Carmen Castillo : Ce n’est pas ma volonté. C’est un cadeau de ma vie française ; une amitié a donné naissance à ce livre. Je me retrouve moi-même devant ces récits vieux, écrits en arrivant dans l’exil, aujourd’hui rassemblés dans cette jolie collection chez Verdier, avec une préface de Joseph Andras qui me touche profondément. Je reçois presque comme les lecteurs cette matière du premier récit, avec les évènements, les sentiments qu’impliquaient le combat, la mort, la survie.

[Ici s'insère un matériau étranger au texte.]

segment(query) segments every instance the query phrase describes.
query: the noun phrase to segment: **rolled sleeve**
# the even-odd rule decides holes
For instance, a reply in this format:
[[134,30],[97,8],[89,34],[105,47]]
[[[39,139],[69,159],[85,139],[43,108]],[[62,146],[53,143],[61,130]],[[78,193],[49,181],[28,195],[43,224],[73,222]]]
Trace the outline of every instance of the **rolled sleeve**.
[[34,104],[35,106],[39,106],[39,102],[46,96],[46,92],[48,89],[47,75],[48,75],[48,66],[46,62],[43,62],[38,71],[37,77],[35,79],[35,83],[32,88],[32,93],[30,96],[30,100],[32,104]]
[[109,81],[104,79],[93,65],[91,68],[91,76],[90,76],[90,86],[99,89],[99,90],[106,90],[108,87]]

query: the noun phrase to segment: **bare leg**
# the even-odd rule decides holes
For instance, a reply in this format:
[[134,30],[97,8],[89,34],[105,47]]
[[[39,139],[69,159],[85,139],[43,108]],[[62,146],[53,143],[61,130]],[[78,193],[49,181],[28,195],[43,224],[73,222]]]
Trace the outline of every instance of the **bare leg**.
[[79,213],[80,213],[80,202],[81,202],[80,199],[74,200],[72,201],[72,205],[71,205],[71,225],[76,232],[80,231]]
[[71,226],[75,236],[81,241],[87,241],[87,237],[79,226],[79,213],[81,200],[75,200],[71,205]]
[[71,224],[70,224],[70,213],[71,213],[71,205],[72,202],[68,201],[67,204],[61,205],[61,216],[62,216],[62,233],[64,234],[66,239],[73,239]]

C’est une autre Carmen qui feuillette ce livre. J’avais écrit Un jour d’octobre à Santiago en français, pour raconter à mes amis français qui nous étions. Je voulais vraiment signaler que nous n’étions pas des héros : nous étions des gens comme tout le monde. Je ressentais alors la nécessité de ce récit et, effectivement, il revient tout le temps dans ma vie, dans mes actions ici ou au Chili, dans ces mémoires qui surgissent du présent, qui sont revues, revisitées par mes films, par d’autres écrits. C’est comme le moment fondateur d’une vie, d’une vie qui renait avec toutes les chutes possibles.

Je rentre tout juste du Chili et je me dis qu’il y a toujours comme un agencement de l’histoire et du présent. Cet éveil, au Chili, des morts, de la mémoire des vaincus, pour le dire comme Walter Benjamin, est tellement présent… Alors je reviens au passé sans nostalgie, pour relire les événements lumineux du Chili d’aujourd’hui à l’aune de nos souffrances, de nos ruptures, de nos joies, en imaginant que cela, peut-être, est susceptible de donner une densité, une épaisseur au présent.

Qui étiez-vous, jeunes Chiliens, Latino-Américains pris dans un élan révolutionnaire, engagés dans la résistance aux dictatures puis brutalement confrontés à la mort, à l’exil ?

Nous étions des femmes et des hommes comme tout le monde. Ce qui est très dangereux dans les grands moments des défaites, c’est la sacralisation par l’héroïsme. L’héroïsme, les héros, chez nous, n’étaient pas des références. On ne parlait pas comme ça d’Ernesto Guevara, de José Miguel Carrera, de Manuel Rodriguez ou de Saint-Just. Nous nous inscrivions dans le combat avec nos corps, nos fragilités, nos vulnérabilités et surtout avec nos amours, nos désirs, nos joies. Nous appartenions à une jeunesse emportée par un contexte historique, mue par un sentiment d’indignation face aux injustices.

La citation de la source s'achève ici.